As far as writing a book goes, it's certainly easier to publish a book than to get a TT job (in fact, a book or book contract is generally a prerequisite for getting a TT job, rather than what you did after starting your TT job like it was in the old days), but it's still a difficult process to succeed in. You'll spend several years working on your dissertation and your committee will pass you at your defense and tell you how great it is, but the reality is, in an acquisitions editor's eyes, your dissertation sucks. Everyone's dissertation sucks. It takes lots of time and work to turn a dissertation into a publishable book (I finished my Ph.D. in May 2016 and my book based on it came out in May 2020, and that was considered relatively fast). Historical research and writing can be fun and rewarding, but it's also mentally exhausting because you're adding it onto your other professional duties (if you're lucky enough to get a job, that is). I certainly wouldn't discourage people from researching historical topics they're interested in (otherwise this sub wouldn't exist) but the world of academic publishing is arcane and difficult to navigate, and publishing peer-reviewed scholarship is time and effort-intensive.

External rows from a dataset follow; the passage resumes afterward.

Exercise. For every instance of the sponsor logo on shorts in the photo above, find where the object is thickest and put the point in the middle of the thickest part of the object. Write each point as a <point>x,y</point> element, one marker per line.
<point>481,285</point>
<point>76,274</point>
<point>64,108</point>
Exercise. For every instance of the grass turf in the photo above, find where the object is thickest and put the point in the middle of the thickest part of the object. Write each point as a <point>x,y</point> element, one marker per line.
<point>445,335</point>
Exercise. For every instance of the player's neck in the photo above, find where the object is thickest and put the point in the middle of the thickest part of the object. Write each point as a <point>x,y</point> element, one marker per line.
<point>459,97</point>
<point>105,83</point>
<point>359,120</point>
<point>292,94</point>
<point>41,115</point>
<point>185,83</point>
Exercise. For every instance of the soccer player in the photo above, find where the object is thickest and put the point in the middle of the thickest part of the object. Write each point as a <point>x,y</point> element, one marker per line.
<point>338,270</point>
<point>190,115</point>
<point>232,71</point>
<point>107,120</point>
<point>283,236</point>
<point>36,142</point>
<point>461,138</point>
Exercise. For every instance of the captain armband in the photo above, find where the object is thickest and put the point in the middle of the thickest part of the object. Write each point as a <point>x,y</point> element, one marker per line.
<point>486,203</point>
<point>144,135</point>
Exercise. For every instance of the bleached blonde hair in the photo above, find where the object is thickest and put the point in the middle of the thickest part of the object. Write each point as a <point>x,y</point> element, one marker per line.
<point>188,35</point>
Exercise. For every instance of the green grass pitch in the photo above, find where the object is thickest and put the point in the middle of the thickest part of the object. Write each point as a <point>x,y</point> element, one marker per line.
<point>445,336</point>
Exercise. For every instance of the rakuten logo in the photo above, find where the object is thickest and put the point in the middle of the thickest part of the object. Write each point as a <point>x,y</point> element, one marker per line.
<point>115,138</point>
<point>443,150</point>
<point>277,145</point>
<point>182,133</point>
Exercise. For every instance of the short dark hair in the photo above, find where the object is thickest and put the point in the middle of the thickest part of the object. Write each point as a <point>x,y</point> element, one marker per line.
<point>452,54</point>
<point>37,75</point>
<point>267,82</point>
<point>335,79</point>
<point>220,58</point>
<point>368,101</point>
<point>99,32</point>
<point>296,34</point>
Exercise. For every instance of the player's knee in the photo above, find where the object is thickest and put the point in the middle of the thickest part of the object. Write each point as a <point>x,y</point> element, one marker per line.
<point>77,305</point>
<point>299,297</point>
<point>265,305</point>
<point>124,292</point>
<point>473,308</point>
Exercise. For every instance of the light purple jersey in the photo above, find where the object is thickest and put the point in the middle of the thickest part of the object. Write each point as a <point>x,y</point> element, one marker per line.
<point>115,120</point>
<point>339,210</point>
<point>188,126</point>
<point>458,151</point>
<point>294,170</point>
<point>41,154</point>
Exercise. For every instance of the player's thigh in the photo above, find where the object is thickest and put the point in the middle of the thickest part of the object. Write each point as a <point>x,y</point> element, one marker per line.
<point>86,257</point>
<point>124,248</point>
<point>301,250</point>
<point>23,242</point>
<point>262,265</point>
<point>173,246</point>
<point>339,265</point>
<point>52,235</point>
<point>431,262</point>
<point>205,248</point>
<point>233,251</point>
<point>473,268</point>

I'm sorry that I replied to your post about your career ambitions and then spent the bulk of my comment crushing your hopes and dreams, but this is the harsh truth that you (and anyone else considering a similar career path) need to hear. Yes, it would be much nicer of me to say "go for it, you can do anything you set your mind to", but I know from my own experience and that of so many of my peers and friends that that's simply not true; you can do all the "right" things and still get left holding the bag after you graduate. Yes, this is absolutely hypocritical of me, since I did the exact thing I'm telling you not to do, but I'm telling you the things that I learned the hard way because I don't want to see someone make the same mistakes that I did. It's cynical and negative and pessimistic, but it's the way things are for historians right now. You'd be better served making a career somewhere else and pursuing your interest in history on the side; take all the history electives you want in school and do all the reading and research you want in your free time. Just don't try to make a living out of it, because it's just not a viable career path in 2022 or the foreseeable future.